The individual addressed, on the other side of the street, only quickened his steps, with a wave of his hand.

“Ah, my friend, it is you! Grieved that I can’t stop. Business. Another day. Au revoir.”

“What has come to the world, then, that every one is so confoundedly busy to-day?” grumbled M. Bourget. “I should have said I knew most of the affairs that are going on in Tours. I must go and inquire. The house is not so agreeable, now there is no one but old Fanchon to give one a word of welcome. However, Nathalie is a good girl, and deserves the good-fortune I have found for her. Madame Léon de Beaudrillart—or should it be Madame la baronne? No, certainly. There are baronesses in plenty, but not so many Beaudrillarts. Madame Léon de Beaudrillart, née Bourget. Ah, it is magnificent!”

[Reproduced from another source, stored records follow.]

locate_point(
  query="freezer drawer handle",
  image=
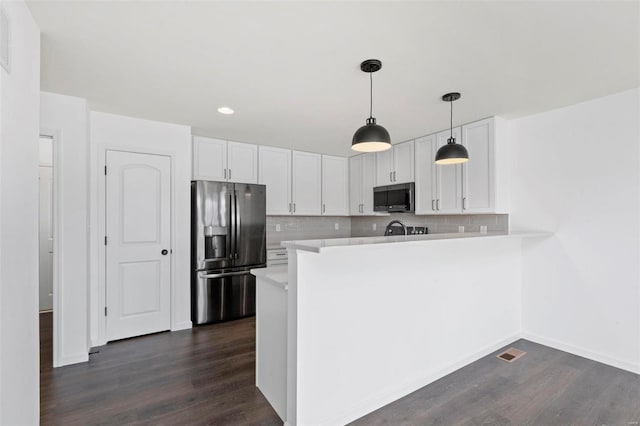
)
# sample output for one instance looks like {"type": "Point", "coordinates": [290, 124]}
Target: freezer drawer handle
{"type": "Point", "coordinates": [223, 274]}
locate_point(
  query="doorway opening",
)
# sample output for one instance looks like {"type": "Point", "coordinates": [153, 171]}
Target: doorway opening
{"type": "Point", "coordinates": [46, 246]}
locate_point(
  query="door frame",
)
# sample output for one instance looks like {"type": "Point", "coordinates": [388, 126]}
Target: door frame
{"type": "Point", "coordinates": [100, 300]}
{"type": "Point", "coordinates": [58, 213]}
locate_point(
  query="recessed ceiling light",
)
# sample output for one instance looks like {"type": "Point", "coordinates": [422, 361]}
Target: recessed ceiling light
{"type": "Point", "coordinates": [225, 110]}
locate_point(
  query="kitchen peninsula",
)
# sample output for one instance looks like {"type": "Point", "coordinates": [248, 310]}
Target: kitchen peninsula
{"type": "Point", "coordinates": [372, 319]}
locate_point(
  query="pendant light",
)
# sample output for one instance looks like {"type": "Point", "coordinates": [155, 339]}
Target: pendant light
{"type": "Point", "coordinates": [452, 152]}
{"type": "Point", "coordinates": [371, 137]}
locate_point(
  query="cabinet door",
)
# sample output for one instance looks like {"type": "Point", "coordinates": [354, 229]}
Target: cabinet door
{"type": "Point", "coordinates": [403, 163]}
{"type": "Point", "coordinates": [274, 171]}
{"type": "Point", "coordinates": [368, 181]}
{"type": "Point", "coordinates": [242, 164]}
{"type": "Point", "coordinates": [448, 180]}
{"type": "Point", "coordinates": [209, 159]}
{"type": "Point", "coordinates": [478, 177]}
{"type": "Point", "coordinates": [307, 183]}
{"type": "Point", "coordinates": [425, 171]}
{"type": "Point", "coordinates": [355, 185]}
{"type": "Point", "coordinates": [335, 189]}
{"type": "Point", "coordinates": [384, 167]}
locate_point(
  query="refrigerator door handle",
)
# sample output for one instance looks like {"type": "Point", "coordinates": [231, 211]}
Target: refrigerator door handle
{"type": "Point", "coordinates": [223, 274]}
{"type": "Point", "coordinates": [232, 225]}
{"type": "Point", "coordinates": [238, 223]}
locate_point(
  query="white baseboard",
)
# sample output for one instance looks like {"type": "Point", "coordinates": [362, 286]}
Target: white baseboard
{"type": "Point", "coordinates": [389, 395]}
{"type": "Point", "coordinates": [184, 325]}
{"type": "Point", "coordinates": [73, 359]}
{"type": "Point", "coordinates": [585, 353]}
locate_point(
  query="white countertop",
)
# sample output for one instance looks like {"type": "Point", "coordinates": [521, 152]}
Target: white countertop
{"type": "Point", "coordinates": [277, 275]}
{"type": "Point", "coordinates": [318, 246]}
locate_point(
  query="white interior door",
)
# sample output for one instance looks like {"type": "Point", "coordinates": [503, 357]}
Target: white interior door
{"type": "Point", "coordinates": [46, 238]}
{"type": "Point", "coordinates": [138, 251]}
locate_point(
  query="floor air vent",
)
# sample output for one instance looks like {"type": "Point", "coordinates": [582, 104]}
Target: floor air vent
{"type": "Point", "coordinates": [511, 354]}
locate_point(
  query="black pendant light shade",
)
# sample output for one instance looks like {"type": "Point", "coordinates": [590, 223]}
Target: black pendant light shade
{"type": "Point", "coordinates": [371, 137]}
{"type": "Point", "coordinates": [452, 152]}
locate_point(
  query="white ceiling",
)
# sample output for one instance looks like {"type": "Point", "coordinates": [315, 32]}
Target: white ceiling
{"type": "Point", "coordinates": [291, 69]}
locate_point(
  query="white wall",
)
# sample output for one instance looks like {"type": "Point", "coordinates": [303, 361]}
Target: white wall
{"type": "Point", "coordinates": [377, 322]}
{"type": "Point", "coordinates": [576, 174]}
{"type": "Point", "coordinates": [110, 131]}
{"type": "Point", "coordinates": [67, 119]}
{"type": "Point", "coordinates": [20, 104]}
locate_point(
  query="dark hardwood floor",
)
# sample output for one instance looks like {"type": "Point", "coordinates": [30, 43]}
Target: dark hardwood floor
{"type": "Point", "coordinates": [205, 376]}
{"type": "Point", "coordinates": [545, 387]}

So far—it was a month after the marriage—M. Bourget had abstained from going to Poissy. What withheld him is difficult to conjecture. Was it a certain shyness, strangely at variance with his brusque, sometimes brutal, bearing? This man, who had fought down opposition, and made himself terrible to his foes—this man, who cared little what he said himself, and laughed his great laugh when he heard what was said of him—was it possible that the bare idea of finding himself received on an equality at Poissy, which after all he had so largely benefited, made him tremble like any young girl presented to royalty? Whatever it was, and he gave no hint of his sensations to a living soul, the fact remained that while Mme. de Beaudrillart shivered at the idea of an invasion in which he would march round Poissy as if he were its purchaser, he had not yet so much as set foot within its walls. His daughter and Léon had come in two or three times to see him, and it had given him exquisite pleasure to perceive them driving along the street in the charming carriage which had been his wedding present to Nathalie. The first time that he saw them he happened to be standing at his own door, and the blood rushed to his face so violently that, all unused to the sensation, he imagined himself ill, and put his hand out to support himself. His greeting, however, was as brusque as ever, and neither Nathalie nor Léon had the smallest suspicion of his emotion. The second time he found fault with Léon for putting up the ponies at a small inn instead of at the principal hotel.

“Not suitable,” he grumbled.

“Decidedly, Nathalie, your father means you to spend your money,” said her husband, laughingly, as they drove home again, “yet he does not afford himself too much luxury.”